29 January 2021

grey eventide

the light has changed as the grey sky almost 

imperceptibly takes on a shimmer as if the sun 

no one saw is yet gleaming a farewell to the day 

without rain and a haunting angst steals through 

the air as the road bends and the trees shiver 

almost as if one could reach beyond this moment 

and capture something lost or maybe forgotten 

though it seems that i can always remember what 

he said when i least expect it like a grey day with 

barely a hint of blue it still takes me by surprise 

with a pang like the unexpected twinge of a scar 

long-healed the remembering while painful reminds 

me that i am alive and i survive in spite of the pieces 

i've left behind and while his words might whisper 

through the air at such a twilight moment when i'd 

rather think about tomorrow and the coming spring 

i can lay each word back down and turn my face to 

catch the last rays of a day that was new and one i did 

my best to live well and find the hope to keep heart in 

a life that has grey days with the hint of glorious hues 

20 January 2021

rest

to and fro
the hammock swings
long shadows tell
summer sunlight
ending soft
harsh rays tempered
by dying light
as cooling night
greets the sun
i feel the weave
each thread unique
gently cradled
where work ceased
the creak of pins
like distant strings
tell of a world
where hope reigns
i'm lying still
this summer eve
with eyes half closed
in thoughts of peace
beyond the gate
a world awaits
a clamouring throng
held at bay
i only hear
the distant roar
like waves of foam
crashing on sand
i rock and rock
each movement sweet
i'm staying here
alone at rest
my true heartbeat
be still and know

16 January 2021

thoughts on borrowed time

 excerpt from an old journal entry

what does it mean this idea of borrowed time? of living on borrowed time? the premise being that the thing that kills you has already been set in motion; that your days were numbered and they ran out but you're still living. but borrowed from who or where?

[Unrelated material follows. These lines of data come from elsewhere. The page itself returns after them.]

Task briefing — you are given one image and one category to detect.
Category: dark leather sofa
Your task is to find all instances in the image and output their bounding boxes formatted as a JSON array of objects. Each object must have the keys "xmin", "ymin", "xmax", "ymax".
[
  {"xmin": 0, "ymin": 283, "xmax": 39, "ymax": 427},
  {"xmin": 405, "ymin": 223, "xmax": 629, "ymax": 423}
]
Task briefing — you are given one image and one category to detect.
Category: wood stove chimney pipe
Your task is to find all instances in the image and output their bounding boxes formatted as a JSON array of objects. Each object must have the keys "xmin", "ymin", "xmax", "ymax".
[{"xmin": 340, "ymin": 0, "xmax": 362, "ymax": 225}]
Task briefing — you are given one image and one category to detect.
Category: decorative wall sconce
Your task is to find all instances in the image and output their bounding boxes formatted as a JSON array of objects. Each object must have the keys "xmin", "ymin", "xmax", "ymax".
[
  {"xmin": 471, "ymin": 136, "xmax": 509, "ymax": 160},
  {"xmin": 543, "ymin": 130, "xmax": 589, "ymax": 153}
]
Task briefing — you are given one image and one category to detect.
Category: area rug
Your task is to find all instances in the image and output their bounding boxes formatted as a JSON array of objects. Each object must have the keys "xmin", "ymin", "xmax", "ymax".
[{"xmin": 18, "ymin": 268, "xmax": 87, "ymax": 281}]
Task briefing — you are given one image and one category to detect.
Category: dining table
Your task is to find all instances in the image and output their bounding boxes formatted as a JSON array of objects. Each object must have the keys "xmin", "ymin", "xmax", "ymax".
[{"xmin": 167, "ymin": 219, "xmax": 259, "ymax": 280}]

a search yields little fruit as to the historical footprints of the two words now joined, but it strikes me that in this mad game we call life every breath of every being is borrowed time. grace. borrowed from His blood. from our first gasp we exist under a death sentence and every moment is an opportunity lent us to plead the blood. 

to recognise that our life is not our own. to breathe in grace and breathe out gratitude. we can never repay the loan but we can make good use of it. if I truly understood or saw the remaining grains of sand what would I do differently? how would I spend such a debt? what words would I say or leave unsaid?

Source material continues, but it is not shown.